Ambos apoiavam a cabeça em travesseiros altos, limpos e confortáveis, que exalavam aroma macio. Vistos de outro ângulo, tinham parte da cabeça iluminada pela luz que emanava de abajures laterais. Antes que a mulher terminasse a leitura do parágrafo, ele disse:
“Hoje de manhã, acordei com uma dormência enjoada no braço esquerdo…”
Retirando os olhos do livro, ela se virou para o lado em que ele se encontrava e comentou:
“Então, você tem de consultar o doutor Rossi.”
O homem deu a última tragada no cigarro e apagou-o no cinzeiro deixado sobre o criado. Depois, soprou a fumaça para o alto, liberando os pulmões de uma nuvem cinza que se perdeu aos poucos em tênues manchas próximas ao teto. Só então falou, como se principiasse uma classificação e, por vários motivos, não quisesse terminá-la:
“Esse doutor Rossi é um carniceiro, um abutre insaciável, um inseto desprezível, um sugador de dinheiro, um cara que trai os amigos…”
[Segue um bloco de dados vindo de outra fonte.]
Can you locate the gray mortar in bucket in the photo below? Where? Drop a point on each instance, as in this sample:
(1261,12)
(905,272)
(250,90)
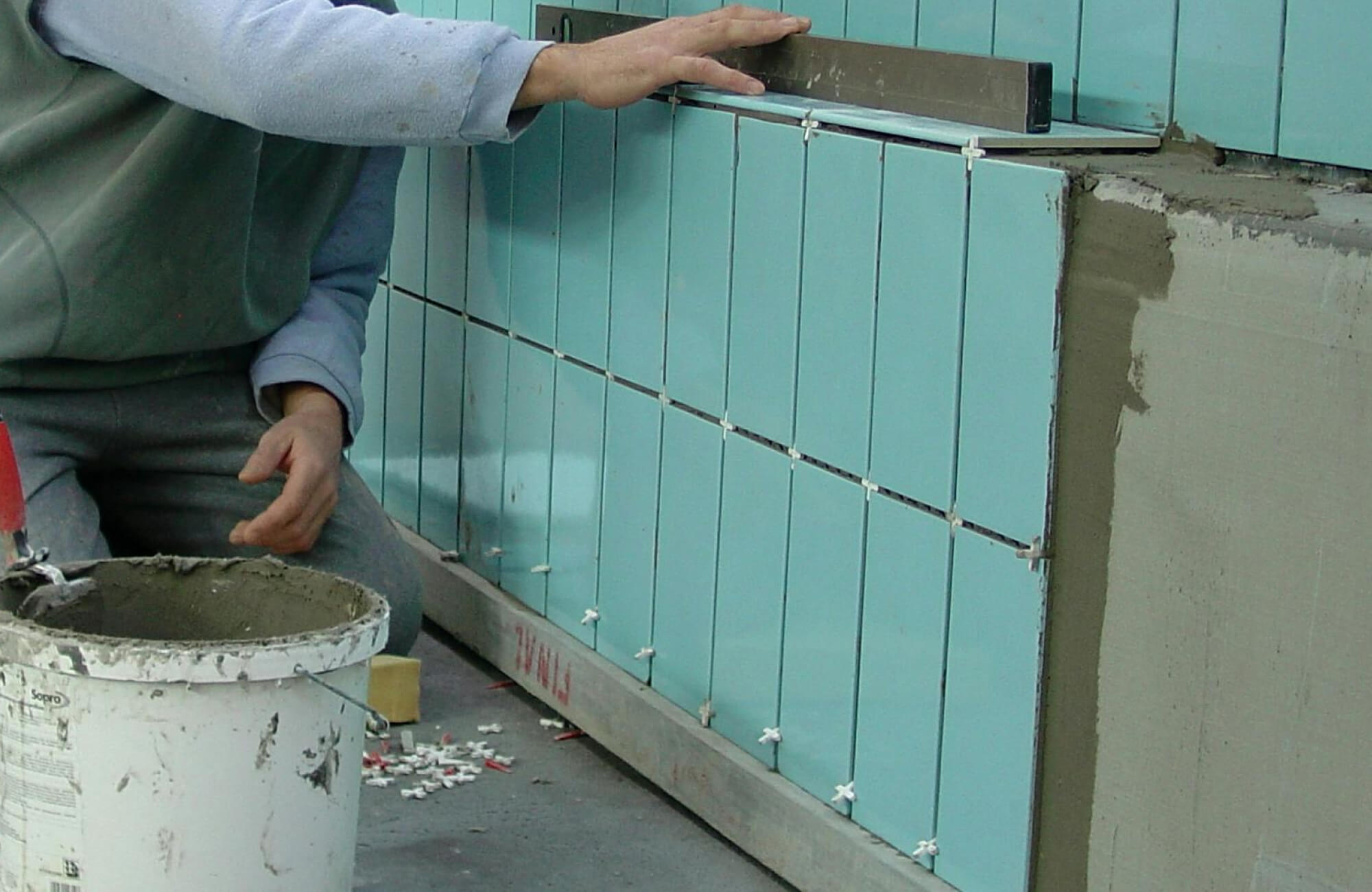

A mulher fechou o livro bruscamente. Indignada, mas mantendo certa classe, retrucou:
“Eu não admito que você fale nesses termos do doutor Rossi!”
O médico – que passou a ser o motivo da divergência – fora amigo de ambos. Durante o curso de graduação, quando as neuroses são instaladas de vez – essas neuroses que afinal nos acompanham ao longo da vida –, o homem flagrou a sua atual mulher numa profusão de beijos com o seu melhor amigo. Ele fingiu que não viu – e seguiu adiante, sem esquecer-se, contudo, da cena amorosa.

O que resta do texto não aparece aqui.